Accepting every piece of me

February 11, 2016

“It’s just a presentation.”  “You’re too quiet.” These are the phrases that have burdened me throughout my life. I’ve come to terms with the fact that it’s very unlikely that I will just wake up one day and be this loud, outgoing kid who’s not afraid of her peers. I, however, wish that people would accept this small part of me as well. There’s much more to me than just my inability to talk in front of a group of people. It’s emotionally exhausting to be living outside of your comfort zone at all times and it’s difficult to get people to understand that sometimes I simply can’t do anything productive due to my crippling anxiety.

I have always been, and perhaps always will be, that incredibly awkward and shy girl that is too afraid to even make an attempt at raising her hand to answer a teacher’s question. But that’s subject to change. I’ve accepted the fact that I will always have anxious thoughts in the back of my head and that I need to start turning them into positive things. The first step of this journey of self-discovery happened on New Year’s Day when I scribbled one simple sentence that guised as a resolution on a half-torn-out journal page. I wrote down my favorite quote, “We accept the love we think we deserve”  from the book The Perks of Being a Wallflower.

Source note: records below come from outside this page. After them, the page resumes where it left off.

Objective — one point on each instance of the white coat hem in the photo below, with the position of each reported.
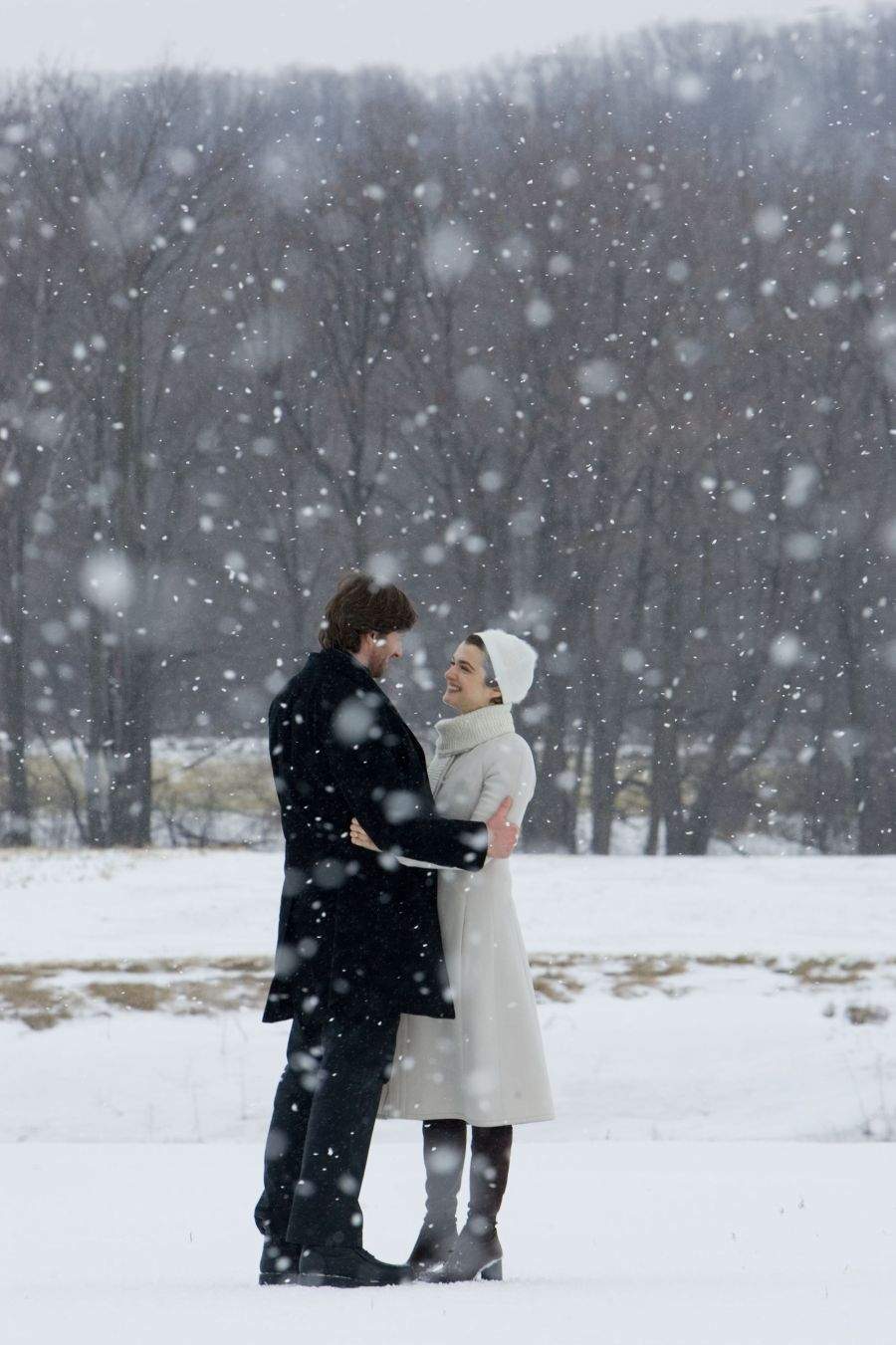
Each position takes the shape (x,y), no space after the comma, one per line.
(505,1119)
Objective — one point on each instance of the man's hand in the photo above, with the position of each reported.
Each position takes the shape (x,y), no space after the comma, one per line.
(359,836)
(502,834)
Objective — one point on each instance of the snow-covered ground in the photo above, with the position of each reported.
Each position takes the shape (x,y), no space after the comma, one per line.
(604,1244)
(715,1003)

The quote has helped me get through countless scary situations that I was nervous about in recent years so I decided to make it a bigger part of my life. I’ve spent a lot of time thinking about what the quote means to me. When it comes down to it, to me it simply means that I must accept the fact that it’s okay if I need to take a break or sit out on something that’s giving me negative thoughts before I can get people to understand and accept that part of me as well. If I continue to be hard on myself when I fail at something and shut everybody out of my life when I do, nobody will get to know the part of me that I wished people did.